« Quand un homme découvre son infertilité, le choc, la douleur et le sentiment d'échec sont énormes. Il est traumatisé. Un homme courageux m'a demandé de rencontrer d'autres hommes qui étaient aussi incapables de devenir pères ». Berenice Lieberman est conseillère dans un service de fertilité à Manchester (Grande-Bretagne). La réponse des autres a été positive et les groupes constitués se rencontrent (au total six sessions) le vendredi après-midi.
Un homme éprouve un besoin brûlant de parler. C'est cela l'important : « Parler, être écouté, être entendu, être reconnu et être soutenu dans le processus douloureux. » L'insémination avec sperme de donneur n'est pas pour lui, estime-t-il ; il ne saurait accepter le caractère anonyme du père génétique parce que cela lui rappellerait en permanence son infertilité.
Un autre se dit confus, incapable de se concentrer, déconnecté de la réalité. Un autre encore n'a parlé à personne pendant des jours, pris dans une colère irrationnelle et dans un sentiment de culpabilité. D'autres encore rapportent une perte d'appétit, des insomnies, des palpitations, des maux de tête, des douleurs musculaires et articulaires.
Le hommes parlent de « douleurs de l'âme », d'identité masculine, du sentiment de perte du corps, de performance, de peur que la société puisse imaginer qu'ils sont impuissants. « Quand j'ai cru qu'ils pourraient m'aider, ils m'ont ridiculisé et j'ai quitté mon emploi. » Les collègues masculins peuvent être cruels - des hommes ont été traités de « sans pépins ».
Les hommes sont souvent la cible des sentiments de colère de leur partenaire.
Un homme, dont les parents étaient les uniques survivants d'un holocauste familial, parlait non seulement de son infertilité mais aussi de l'extinction de sa lignée génétique.
Qu'est-ce que ce groupe a apporté à ces hommes ? « Il leur a permis de se sentir normaux et d'envisager la question du sperme de donneur. » Non sans angoisse, cependant : comment aideront-ils un enfant face à la vérité de son origine génétique ?
Le groupe a aussi aidé un homme qui ignorait délibérément la grossesse de sa sur.
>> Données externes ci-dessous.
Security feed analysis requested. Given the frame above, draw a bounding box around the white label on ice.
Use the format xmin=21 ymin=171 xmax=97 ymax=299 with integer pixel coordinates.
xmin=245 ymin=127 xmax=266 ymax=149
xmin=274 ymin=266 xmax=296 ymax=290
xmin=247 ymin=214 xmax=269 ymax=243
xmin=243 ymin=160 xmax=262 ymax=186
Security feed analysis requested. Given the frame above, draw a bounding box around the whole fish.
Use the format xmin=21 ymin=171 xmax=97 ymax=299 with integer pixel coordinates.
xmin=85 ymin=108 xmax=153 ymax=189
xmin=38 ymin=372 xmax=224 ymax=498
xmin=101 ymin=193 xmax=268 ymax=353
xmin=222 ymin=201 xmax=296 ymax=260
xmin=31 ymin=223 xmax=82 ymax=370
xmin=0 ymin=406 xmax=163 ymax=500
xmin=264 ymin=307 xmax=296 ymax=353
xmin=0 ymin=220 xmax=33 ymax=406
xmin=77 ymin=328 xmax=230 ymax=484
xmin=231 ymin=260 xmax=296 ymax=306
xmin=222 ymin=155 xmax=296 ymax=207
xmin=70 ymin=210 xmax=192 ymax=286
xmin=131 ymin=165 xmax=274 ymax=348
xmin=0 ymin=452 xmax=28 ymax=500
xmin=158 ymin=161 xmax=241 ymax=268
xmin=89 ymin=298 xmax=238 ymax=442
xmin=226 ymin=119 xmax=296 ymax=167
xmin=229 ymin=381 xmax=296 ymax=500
Le mot de la fin revient peut-être à un homme qui avait un enfant conçu par sperme de donneur. Il montrait fièrement des photographies de son bébé et disait : « C'est bon d'être dans ce groupe. Je sais que vous pensez que ce n'est pas ma place puisque j'ai déjà un enfant. La vérité est qu'à chaque fois que je le regarde il me rappelle que je suis génétiquement mort. Mais si quelqu'un me disait : "Voici une potion magique qui te rendra ta fertilité ; en échange, tu rends ton enfant", je ne l'échangerais pas ; c'est mon enfant et c'est tout. ».
« BMJ » du 15 septembre 2001, p. 641.